The International Monetary Fund (IMF) today presented the September 2006 Middle East and Central Asia Regional Economic Outlook (REO)at the Dubai International Financial Centre. Mr. Mohsin Khan, Director of the IMF's Middle East and Central Asia Department, highlighted the report's main findings:
“Economic performance in the Middle East and Central Asia region remains strong, despite security problems in some countries and recent asset price reversals. Growth in the region continues to outpace global growth and should average 6–7 percent in 2006 and 2007—similar to the rates of the past three years. Strong external inflows resulting from high oil and non-oil commodity prices, foreign investments, and remittances are fueling credit growth, and inflation continues to edge up, though it remains moderate in most countries. The region’s fiscal and external surpluses are still rising, but at a slower pace than in recent years. Progress in reducing debt and building official reserves has put the region in a better position to absorb shocks and address development needs.

“High oil prices, a favorable global environment, and generally good economic policies underpin this strong performance, but there are risks. Most importantly, further conflict and a worsening security situation would eventually have a broader impact on the regional economy than we have seen so far. Global developments, including a sharper-than-expected tightening of international financial market conditions, or a slowdown resulting from a disorderly unwinding of global imbalances, could also hit regional growth. Policies should continue to aim at strengthening the region’s resilience to such developments.

“Policies are on the right track. With the growing realization that the increase in oil prices—and hence in oil revenue—will endure, many oil-exporting countries have started to pick up the pace of spending and are putting in place major programs to upgrade their social and physical infrastructure. As a case in point, the Gulf Cooperation Council (GCC) countries’ investment plans for 2006–10 amount to over $700 billion—covering investments in the oil and gas sector, infrastructure, and real estate. Once under way, these projects should enhance growth and employment, and help narrow the region’s large external surplus. In addition, the oil projects will boost production and petroleum refining capacity, and so help to promote global oil market stability. Oil importers are continuing to make progress with fiscal consolidation and financial sector oversight.

“Large external inflows are creating difficult challenges for monetary policy. Real exchange rate appreciation will eventually be needed in response to permanently higher inflows. For countries with flexible exchange rate regimes, a combination of monetary tightening and nominal appreciation would be the best way to limit inflationary pressures. For countries with pegged exchange rates, open trade regimes and flexible labor markets will help to constrain increases in consumer prices.
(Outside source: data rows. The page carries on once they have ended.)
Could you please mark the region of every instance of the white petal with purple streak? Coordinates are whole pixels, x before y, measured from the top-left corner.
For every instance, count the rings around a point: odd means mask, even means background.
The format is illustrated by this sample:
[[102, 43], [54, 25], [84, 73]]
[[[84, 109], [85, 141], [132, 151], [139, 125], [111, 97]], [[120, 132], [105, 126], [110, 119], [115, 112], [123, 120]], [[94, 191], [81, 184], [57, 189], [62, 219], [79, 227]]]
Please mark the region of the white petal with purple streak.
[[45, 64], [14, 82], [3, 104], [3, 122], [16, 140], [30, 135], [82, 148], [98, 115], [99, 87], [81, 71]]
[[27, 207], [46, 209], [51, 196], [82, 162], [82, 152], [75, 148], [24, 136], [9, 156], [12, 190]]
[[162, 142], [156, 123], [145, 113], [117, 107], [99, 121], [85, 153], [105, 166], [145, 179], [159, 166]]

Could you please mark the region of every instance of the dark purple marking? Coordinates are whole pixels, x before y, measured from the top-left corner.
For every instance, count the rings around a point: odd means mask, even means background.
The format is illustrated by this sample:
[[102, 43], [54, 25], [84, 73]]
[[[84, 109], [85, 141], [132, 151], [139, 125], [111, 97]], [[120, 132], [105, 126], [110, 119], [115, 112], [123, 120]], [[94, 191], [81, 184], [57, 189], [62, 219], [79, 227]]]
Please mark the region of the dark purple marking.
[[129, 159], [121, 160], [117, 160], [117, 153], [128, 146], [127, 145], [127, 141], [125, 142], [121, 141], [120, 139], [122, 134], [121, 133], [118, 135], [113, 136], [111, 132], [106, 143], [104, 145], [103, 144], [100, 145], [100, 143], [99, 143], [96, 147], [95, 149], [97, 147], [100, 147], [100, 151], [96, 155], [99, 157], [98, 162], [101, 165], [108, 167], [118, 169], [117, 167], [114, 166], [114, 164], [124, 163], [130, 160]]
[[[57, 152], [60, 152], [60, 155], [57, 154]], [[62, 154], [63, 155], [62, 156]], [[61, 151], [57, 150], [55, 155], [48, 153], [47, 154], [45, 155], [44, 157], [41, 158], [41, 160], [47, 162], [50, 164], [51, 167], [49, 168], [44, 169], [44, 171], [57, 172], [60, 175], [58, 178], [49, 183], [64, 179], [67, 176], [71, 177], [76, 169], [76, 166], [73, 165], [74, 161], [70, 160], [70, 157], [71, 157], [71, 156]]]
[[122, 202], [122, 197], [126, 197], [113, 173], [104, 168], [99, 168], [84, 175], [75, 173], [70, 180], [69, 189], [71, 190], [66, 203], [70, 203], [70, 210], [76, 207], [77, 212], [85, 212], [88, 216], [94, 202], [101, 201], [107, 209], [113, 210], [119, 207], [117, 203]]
“Continued structural and institutional reforms will help to ensure that higher spending translates into increased productivity and potential output, and boost the region’s resilience to shocks. In the financial sector, strengthening prudential measures and improving risk management practices will reduce the impact of future asset price volatility and lessen the risk of financial sector instability. Increased regional cooperation—especially in Central Asia, the GCC, and the Maghreb countries—will promote trade and investment, and improve the prospects for sustainable long-term growth.”

Dr. Nasser Saidi, Chief Economist at the DIFC, said:
"As the region's financial hub, the DIFC is honoured to provide senior stakeholders from the region with a first look at the IMF's latest REO presentation for the Middle East and Central Asia. The DIFC aims to co-operate further with the IMF in providing better understanding of the region’s economies and financial markets and promoting their development.”

The full text of the September 2006 Middle East and Central Asia Regional Economic Outlook can be found on the IMF's website,www.imf.org.